Polymer Science Faculty Research

Experiments with osteoblasts cultured under hypergravity conditions

William Landis, The University of Akron


To understand further the role of gravity in osteoblast attachment, osteoblasts were subjected to hypergravity conditions in vitro. Scanning electron microscopy of all confluent coverslips from FPA units show that the number of attached osteoblasts was similar among gravitational levels and growth durations (~90 cells/microscopic field). Specifically, confluent 1.0 G control cultures contained an average of 91 +/- 8 cells/field, 3.3 G samples had 88 +/- 8 cells/field, and 4.0 G cultures averaged 90 +/- 7 cells/field. The sparsely plated cultures assessed by immunohistochemistry also had similar numbers of cells at each time point (l.0 G was similar to 3.3 and 4.0 G), but cell number changed from one time point to the next as those cells proliferated.

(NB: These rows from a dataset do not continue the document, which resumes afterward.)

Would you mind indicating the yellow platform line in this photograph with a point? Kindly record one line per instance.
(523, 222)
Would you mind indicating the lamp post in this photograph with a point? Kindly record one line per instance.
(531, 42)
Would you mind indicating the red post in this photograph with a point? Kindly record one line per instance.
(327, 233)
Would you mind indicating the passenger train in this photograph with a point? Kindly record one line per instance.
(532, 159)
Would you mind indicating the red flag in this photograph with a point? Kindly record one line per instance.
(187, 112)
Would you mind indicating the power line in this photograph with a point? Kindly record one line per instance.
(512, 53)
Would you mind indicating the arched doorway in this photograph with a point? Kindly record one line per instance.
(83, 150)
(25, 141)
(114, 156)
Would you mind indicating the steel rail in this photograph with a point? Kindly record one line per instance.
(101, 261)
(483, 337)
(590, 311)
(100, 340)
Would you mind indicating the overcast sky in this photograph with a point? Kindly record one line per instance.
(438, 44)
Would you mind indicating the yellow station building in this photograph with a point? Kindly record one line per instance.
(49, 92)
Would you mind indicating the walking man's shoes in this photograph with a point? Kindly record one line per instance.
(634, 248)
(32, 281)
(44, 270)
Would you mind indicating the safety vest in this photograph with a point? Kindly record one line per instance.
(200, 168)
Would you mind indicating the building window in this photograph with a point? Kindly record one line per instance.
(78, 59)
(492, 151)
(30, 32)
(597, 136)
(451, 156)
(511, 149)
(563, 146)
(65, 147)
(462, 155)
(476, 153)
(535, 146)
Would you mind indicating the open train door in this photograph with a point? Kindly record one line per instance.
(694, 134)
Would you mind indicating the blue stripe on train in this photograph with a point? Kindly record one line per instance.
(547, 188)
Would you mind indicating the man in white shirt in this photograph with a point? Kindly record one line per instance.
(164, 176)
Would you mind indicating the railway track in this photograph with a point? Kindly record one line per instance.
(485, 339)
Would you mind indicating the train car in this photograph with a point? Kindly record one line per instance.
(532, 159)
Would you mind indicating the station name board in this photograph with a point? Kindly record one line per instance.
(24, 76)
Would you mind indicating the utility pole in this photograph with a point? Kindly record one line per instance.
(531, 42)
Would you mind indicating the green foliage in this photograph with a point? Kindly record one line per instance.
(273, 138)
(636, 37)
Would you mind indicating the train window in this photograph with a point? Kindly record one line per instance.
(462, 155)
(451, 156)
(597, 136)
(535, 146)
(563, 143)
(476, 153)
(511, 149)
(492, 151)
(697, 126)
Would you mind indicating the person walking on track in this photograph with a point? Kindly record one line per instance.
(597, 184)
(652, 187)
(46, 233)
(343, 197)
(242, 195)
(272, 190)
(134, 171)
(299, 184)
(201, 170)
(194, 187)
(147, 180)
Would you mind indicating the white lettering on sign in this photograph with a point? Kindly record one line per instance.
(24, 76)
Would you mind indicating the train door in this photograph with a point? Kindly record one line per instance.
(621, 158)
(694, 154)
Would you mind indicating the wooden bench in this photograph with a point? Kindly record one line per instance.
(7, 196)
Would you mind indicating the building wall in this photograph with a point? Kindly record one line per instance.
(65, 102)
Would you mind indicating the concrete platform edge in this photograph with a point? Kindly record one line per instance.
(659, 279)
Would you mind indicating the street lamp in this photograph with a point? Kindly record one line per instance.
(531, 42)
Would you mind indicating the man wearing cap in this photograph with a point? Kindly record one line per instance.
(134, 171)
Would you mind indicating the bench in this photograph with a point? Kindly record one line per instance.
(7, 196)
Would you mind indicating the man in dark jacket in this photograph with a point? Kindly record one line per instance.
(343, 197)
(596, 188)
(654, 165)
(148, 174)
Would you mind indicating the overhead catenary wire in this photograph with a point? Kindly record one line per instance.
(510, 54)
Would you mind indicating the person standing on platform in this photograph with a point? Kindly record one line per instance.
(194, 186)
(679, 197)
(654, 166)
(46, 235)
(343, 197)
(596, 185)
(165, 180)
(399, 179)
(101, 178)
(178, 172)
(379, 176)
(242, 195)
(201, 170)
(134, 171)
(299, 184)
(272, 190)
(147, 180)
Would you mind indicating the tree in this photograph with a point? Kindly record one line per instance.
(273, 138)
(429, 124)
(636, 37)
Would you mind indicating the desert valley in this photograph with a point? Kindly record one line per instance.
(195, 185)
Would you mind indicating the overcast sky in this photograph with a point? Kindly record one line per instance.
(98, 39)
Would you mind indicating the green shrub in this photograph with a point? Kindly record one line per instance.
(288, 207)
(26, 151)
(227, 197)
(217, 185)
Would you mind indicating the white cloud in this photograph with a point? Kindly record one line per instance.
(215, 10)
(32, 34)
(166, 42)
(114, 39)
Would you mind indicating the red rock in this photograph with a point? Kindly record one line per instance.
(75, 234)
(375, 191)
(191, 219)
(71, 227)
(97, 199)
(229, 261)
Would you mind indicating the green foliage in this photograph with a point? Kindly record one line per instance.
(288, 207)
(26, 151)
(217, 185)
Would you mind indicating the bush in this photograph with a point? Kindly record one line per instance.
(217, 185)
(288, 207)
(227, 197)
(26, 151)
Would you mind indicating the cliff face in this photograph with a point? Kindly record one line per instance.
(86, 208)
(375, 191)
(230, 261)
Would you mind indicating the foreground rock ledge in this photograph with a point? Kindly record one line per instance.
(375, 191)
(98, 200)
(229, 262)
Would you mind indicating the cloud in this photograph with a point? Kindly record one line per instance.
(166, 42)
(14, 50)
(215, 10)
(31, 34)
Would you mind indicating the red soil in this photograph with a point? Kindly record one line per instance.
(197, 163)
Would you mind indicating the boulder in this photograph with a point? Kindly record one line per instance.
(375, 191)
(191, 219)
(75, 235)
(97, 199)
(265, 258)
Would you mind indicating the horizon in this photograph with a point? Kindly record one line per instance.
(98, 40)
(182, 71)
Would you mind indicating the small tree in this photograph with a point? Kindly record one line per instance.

Immunohistochemistry of centrifuged samples showed an increase in number (up to 160% increase) and thickness (up to 49% increase) of actin fibers, a decrease in intensity of fibronectin fluorescence (18-23% decrease) and an increase in number of vinculin bulbs (202-374% increase in number of vinculin bulbs/area). While hypergravity exposure did not alter the number of attached osteoblasts, it did result in altered actin, fibronectin, and vinculin elements, changing some aspects of osteoblast- substrate adhesion.